Tech support scammers are once again abusing PayPal's legitimate email infrastructure to deliver convincing scam messages that bypass standard email authentication checks. For NZ businesses — particularly those with finance staff handling payment notifications — these emails will pass DKIM, SPF and DMARC checks because they genuinely originate from PayPal, making them especially dangerous and hard for traditional email filters to block.
What Happened
Researchers at Malwarebytes, alerted by ConsumerWorld.org, have identified a new variant of an ongoing PayPal abuse campaign. Scammers are sending real PayPal payment notification emails (from service@paypal.com) where the subject line has been weaponised to display a fake "pending charge" of USD 987.90 along with a scammer-controlled phone number. The body of the email shows a tiny payment of ¥1 JPY, but most recipients react to the alarming subject line first.
Because the email is genuinely sent and signed by PayPal's systems, it passes all standard authentication checks. The recipient's real name and a legitimate PayPal transaction ID appear in the message, adding credibility. Victims who call the number in the subject line reach tech support scammers impersonating PayPal staff.
The exact mechanism is unclear, but Malwarebytes suspects scammers are abusing PayPal's note or remittance field in a way that surfaces in the subject line and HTML <title> tag of certain payout templates. Once on the call, scammers attempt to harvest banking details, push victims to install remote access tools, and ultimately drain accounts or compromise devices. This follows a similar campaign in December 2025 where attackers exploited paused subscriptions to send fake purchase notices.
This technique is particularly insidious because it sidesteps the usual advice of "check the sender address" — the sender genuinely is PayPal. Standard secure email gateways are unlikely to flag these messages.
Key Takeaways
-
The malicious emails are genuinely sent from service@paypal.com and pass DKIM, SPF and DMARC checks.
-
Attackers manipulate the subject line to display a fake pending charge and callback number, while the email body shows a trivial real payment.
-
The attack is a callback phishing / tech support scam — victims who phone the number are pressured into handing over credentials, banking details, or remote device access.
-
Personalised details (real name, real transaction ID) make the lure highly convincing.
-
Traditional email authentication and many secure email gateways will not catch this.
-
Remote access tools deployed during these calls can result in full device compromise and persistent backdoors.

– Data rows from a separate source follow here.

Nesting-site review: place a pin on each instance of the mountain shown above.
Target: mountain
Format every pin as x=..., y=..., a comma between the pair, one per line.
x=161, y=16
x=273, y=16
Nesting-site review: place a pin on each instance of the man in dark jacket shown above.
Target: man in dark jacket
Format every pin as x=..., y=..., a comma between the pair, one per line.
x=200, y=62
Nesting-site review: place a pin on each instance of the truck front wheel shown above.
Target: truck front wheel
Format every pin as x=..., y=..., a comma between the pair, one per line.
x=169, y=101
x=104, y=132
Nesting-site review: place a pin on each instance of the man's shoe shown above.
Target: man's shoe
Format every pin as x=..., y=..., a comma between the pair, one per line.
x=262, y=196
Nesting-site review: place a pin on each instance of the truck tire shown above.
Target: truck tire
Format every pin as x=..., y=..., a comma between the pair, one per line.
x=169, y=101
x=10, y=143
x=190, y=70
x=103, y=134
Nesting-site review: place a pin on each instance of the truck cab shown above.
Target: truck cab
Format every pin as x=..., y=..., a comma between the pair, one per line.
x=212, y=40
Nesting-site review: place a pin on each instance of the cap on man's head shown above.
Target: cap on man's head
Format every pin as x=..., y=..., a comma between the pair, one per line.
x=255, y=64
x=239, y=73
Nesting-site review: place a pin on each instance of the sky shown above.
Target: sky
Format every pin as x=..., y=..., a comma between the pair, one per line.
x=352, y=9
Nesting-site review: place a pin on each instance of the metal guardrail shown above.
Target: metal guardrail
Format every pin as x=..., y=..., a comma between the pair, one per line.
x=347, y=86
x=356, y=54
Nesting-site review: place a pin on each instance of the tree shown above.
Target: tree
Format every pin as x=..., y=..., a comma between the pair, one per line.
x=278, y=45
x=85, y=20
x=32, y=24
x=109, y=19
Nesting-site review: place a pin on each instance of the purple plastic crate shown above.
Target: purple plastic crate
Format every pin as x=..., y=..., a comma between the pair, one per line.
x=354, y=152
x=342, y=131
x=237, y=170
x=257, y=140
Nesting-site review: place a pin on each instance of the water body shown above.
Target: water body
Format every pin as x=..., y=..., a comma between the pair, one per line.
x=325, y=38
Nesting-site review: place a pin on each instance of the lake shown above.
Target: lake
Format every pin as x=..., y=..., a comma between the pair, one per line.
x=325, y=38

What NZ Businesses Should Do
-
Alert finance and AP teams now. Brief staff who handle payment notifications that legitimate-looking PayPal emails may contain fake charges and phone numbers in the subject line. Always verify charges by logging directly into PayPal — never via links or numbers in the email.
-
Establish a "no callbacks from emails" rule. For any payment dispute or account verification, staff should use phone numbers obtained from the official PayPal website or prior trusted records.
-
Strengthen endpoint defences against remote access abuse. Deploy TrendAI Standard Endpoint Protection to detect and block unauthorised remote access tools (AnyDesk, ScreenConnect, TeamViewer misuse) commonly used in these scams. Pair with application control to prevent users installing such tools on the fly.
-
Improve detection and response for social engineering outcomes. Use Trend Vision One™ SecOps (XDR + Agentic SIEM + Agentic SOAR) to correlate signals across email, endpoint and identity — catching the credential theft, anomalous logins, or backdoor activity that follows a successful scam call.
-
Tighten identity controls. Enforce phishing-resistant MFA on all PayPal, banking and Microsoft 365 accounts, and consider Trend Vision One™ Identity Security (ISPM + ITDR) to detect account takeover attempts that may follow a successful scam.